Thanks for the post.

Penrose doesn't mention it ie the issue with gravity and normal ordering. Normal ordering is what I have gleaned from studying QFT. I have studied a few books - the ones I mentioned that I was not happy with plus some I am eg:
https://www.amazon.com/dp/019969933X/?tag=pfamazon01-20
https://www.amazon.com/dp/0984513957/?tag=pfamazon01-20

I wanted to move onto Weinberg, I have the books, but wanted a bridge, so I got Zee. I found some parts good other parts - well not so good - but I felt at the end of the day it wasn't the book to get me to Weinberg. I now have - Srednicki - which a regular poster/science adviser here (Vanhees) who teaches it thinks could be a good bridge. Like all things - especially as you get older - it just takes time.
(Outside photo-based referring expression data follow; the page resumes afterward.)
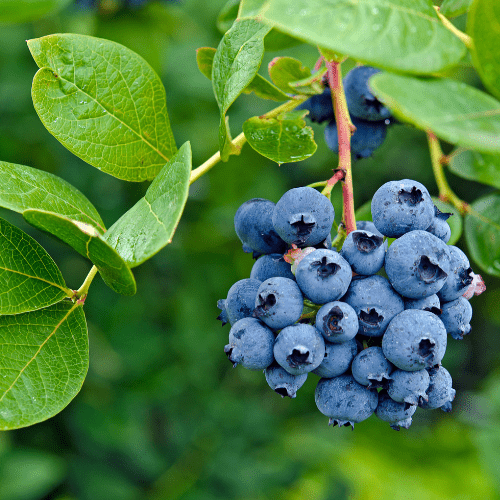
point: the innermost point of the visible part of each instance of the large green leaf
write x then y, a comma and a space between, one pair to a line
283, 139
23, 188
402, 35
87, 241
483, 25
104, 103
44, 357
477, 167
22, 11
482, 232
235, 65
454, 111
150, 224
29, 278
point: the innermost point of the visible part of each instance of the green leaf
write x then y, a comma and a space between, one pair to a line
477, 167
150, 224
104, 103
22, 11
392, 34
454, 111
455, 221
284, 70
29, 278
454, 8
283, 139
23, 188
482, 232
483, 25
44, 359
235, 65
87, 241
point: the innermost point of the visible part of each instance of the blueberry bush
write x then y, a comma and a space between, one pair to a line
335, 96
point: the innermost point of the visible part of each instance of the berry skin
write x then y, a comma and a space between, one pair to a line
414, 340
397, 414
323, 276
271, 266
299, 349
456, 317
278, 302
250, 344
282, 382
364, 251
440, 393
240, 301
337, 322
371, 368
303, 216
401, 206
459, 277
320, 107
375, 303
338, 358
417, 264
409, 387
254, 227
368, 137
344, 400
360, 100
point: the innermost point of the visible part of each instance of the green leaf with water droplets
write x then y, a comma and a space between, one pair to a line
44, 357
104, 103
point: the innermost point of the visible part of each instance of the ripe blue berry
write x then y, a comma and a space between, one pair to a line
415, 340
417, 264
323, 276
278, 302
344, 400
299, 349
338, 358
401, 206
250, 344
303, 216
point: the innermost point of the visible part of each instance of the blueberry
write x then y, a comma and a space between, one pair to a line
371, 368
397, 414
440, 392
344, 400
414, 340
337, 322
456, 317
364, 251
360, 100
320, 107
240, 301
271, 266
375, 303
299, 349
408, 387
303, 216
459, 277
338, 358
368, 137
417, 264
278, 302
323, 276
254, 227
250, 344
439, 227
282, 382
401, 206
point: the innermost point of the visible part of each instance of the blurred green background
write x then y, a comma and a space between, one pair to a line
162, 414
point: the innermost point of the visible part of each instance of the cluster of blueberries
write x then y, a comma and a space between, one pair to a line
370, 320
368, 114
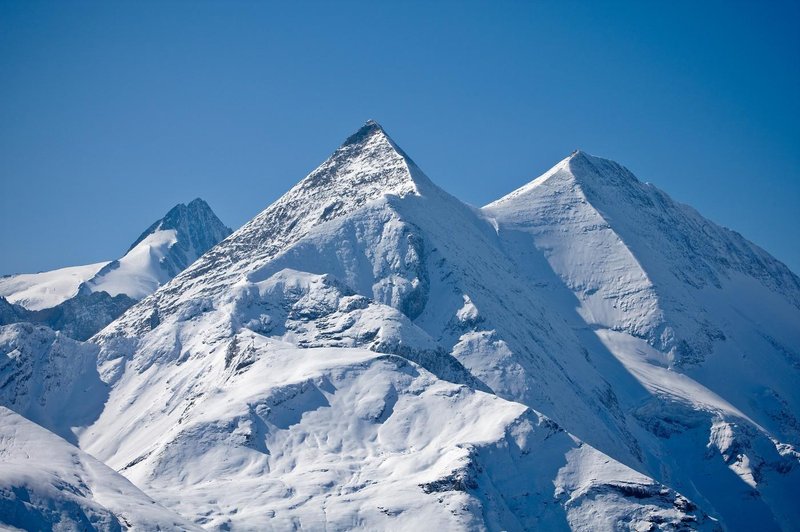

I wasn't aware of the issue you mentioned with GR, but my view of Quantum Gravity is a little unusual as you may have gleaned from another post I made in this thread. Need to look into what you said - sounds both complicating and interesting. Another issue with vacuum energy is they often do an arbitrary cutoff at the plank scale. Yes - I know effective field theory and all that makes it a reasonable thing - but does it really resolve the issue. For me normal ordering was the only one that did.